El otoño está llamando a la puerta. Me lo dijo la torcaz y la tórtola que buscan alguna bellota de roble y quejigo en estas sierras que miran a Gredos. El otro día cayó un chaparrón. Se despertaron los olores de la tierra –el petricor– que endulza las fosas nasales y calma la tensión de un verano que ha sacudido duro. Hemos tenido el trasero apretado durante noventa días porque el innombrable –el fuego– me ha robado muchas horas de siesta y he pasado el Ángelus orando para que nada pasara.

Se ha calcinado todo. O quizá sólo un parte. Pero el paso del fuego deja el entorno mohíno, serio, inerte, callado, discreto, muermo… Como el cadáver de un venado decapitado por furtivos que duele verlo; así mismo palpo los troncos, quedan mis manos manchadas de tizón e intento atisbar un halo de vida en las puntas de los árboles que sacan algún brote verde para decir en voz alta: ¡se salva! Analizo el suelo, arrasado. El fuego purifica a golpe de escoba de cerda metálica. Veo algún rebrote de piorno y fina hierba que asoma. Lo aprecié cuando aún pasadas dos semanas del siniestro pude ver las huellas de un gamo que volvió a aquellas cenizas buscando los brotes de monte nuevo tras el infierno. A ello lo llamamos carabales, usados en tiempos pasados para alimentar a las cabras en septiembre, en momentos de partos donde necesitan más comida, por ello lo de que los montes estén cabreados –majadeados por cabras– que dejan los palotes desprovistos de hoja.

El paso del tiempo, contemplando una imagen tan dantesca, obliga a querer cortarlos por la cepa y olvidar lo que allí ocurrió

Sigo mi paseo, me planteo qué hacer en las zonas donde la temperatura del fuego era mayor a los 1.500 grados y ahí lo que toca, se chamusca. Son cadáveres expuestos como testigos de una catástrofe. Soy partidario de esperar a que brote, darles una última oportunidad de existir, pero es cierto que el paso del tiempo, contemplando una imagen tan dantesca, obliga a querer cortarlos por la cepa y olvidar lo que allí ocurrió. En su lugar, laborear la tierra a grada, destoconar, y volver a plantar árboles que cubran de sombra lo que otros abonaron con sus cenizas…

Aunque cierto es que crisis en chino significa oportunidad. Por ello es momento de acelerar los trámites para prepararnos para el año que viene –sí, ya mismo– y que no nos coja el toro. Trazar los cortafuegos, caminos y charcas. Y sobre donde pasó el desastre poder vestirlo de buena arboleda autóctona, variada, con cobertura alta con árboles y media con sotobosque. Pero tiempo al tiempo, que la naturaleza tiene un reloj distinto al humano.

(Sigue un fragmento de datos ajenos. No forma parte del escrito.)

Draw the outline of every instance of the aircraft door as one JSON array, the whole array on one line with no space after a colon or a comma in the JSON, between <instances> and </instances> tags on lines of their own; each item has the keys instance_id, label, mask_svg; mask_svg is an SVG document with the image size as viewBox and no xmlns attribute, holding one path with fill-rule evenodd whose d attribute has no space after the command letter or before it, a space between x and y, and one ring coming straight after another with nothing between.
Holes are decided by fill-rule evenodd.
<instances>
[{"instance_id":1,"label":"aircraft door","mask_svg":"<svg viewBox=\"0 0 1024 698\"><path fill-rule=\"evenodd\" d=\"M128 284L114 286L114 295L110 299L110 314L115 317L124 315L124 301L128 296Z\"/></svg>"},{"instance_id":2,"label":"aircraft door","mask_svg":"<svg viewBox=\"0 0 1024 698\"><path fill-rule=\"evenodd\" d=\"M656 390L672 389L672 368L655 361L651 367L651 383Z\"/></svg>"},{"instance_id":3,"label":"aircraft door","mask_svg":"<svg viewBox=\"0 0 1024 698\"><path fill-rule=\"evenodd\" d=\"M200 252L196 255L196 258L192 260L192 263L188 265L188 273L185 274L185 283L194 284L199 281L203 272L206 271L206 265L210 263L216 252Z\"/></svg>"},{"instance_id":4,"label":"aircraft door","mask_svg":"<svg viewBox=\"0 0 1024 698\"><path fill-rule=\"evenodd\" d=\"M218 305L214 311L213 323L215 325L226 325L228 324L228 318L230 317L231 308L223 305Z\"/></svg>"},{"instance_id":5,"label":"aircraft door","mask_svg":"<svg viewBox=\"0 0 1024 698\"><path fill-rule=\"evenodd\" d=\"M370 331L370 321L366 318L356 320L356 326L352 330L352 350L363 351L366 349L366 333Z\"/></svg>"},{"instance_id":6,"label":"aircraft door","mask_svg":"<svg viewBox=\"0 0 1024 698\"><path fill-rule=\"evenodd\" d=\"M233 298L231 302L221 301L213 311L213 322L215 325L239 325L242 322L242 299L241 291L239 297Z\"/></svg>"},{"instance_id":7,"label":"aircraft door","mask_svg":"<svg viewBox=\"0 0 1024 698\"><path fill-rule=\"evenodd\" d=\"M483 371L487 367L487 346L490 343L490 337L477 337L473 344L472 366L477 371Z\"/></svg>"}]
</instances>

Es momento de activar los bonos de biodiversidad, de hacer ruido, de que no sólo sea plantar árboles sino ejemplares autóctonos, variados, con zonas abiertas para pastizales, aguaderos para las acuáticas, terreras para los insectos. Lo hermoso de un entorno es el tablero de ajedrez; la variedad. Tenemos a balón parado para pegar el más potente de los chutes a puerta. Que esos bonos de biodiversidad se hagan realidad para activar el campo español con una gestión amable, lógica y duradera.

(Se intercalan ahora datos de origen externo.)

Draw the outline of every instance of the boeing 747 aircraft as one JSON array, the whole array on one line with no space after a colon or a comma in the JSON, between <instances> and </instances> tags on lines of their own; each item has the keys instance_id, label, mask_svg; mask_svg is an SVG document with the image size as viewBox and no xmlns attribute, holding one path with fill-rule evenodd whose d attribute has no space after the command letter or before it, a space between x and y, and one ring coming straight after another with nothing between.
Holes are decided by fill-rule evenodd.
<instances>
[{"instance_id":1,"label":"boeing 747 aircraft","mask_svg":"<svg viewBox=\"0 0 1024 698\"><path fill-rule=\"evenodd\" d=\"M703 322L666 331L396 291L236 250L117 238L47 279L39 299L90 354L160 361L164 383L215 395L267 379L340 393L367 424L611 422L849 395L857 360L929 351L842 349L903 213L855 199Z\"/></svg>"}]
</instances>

Somos el país con más territorios protegidos de toda Europa. Con razón albergamos el 70% de las especies animales y el 80% de las vegetales. Además de gastronomía, historia, cultura y una variedad animal que nos coloca en el podio de los destinos cinegéticos del mundo. A ver si nos lo creemos de una vez.

Aquí sigo, mirando a los cielos para que llueva y se apague el estío; se añoran las chimeneas en los cortijos y los carriles embarrados que dan un toque serio y solemne al entorno. Y acaricio el sueño que llama a la puerta en la que los bonos de biodiversidad se ponen en marcha para hacer esta patria más rica y próspera. Nuestro empeño bien lo merece.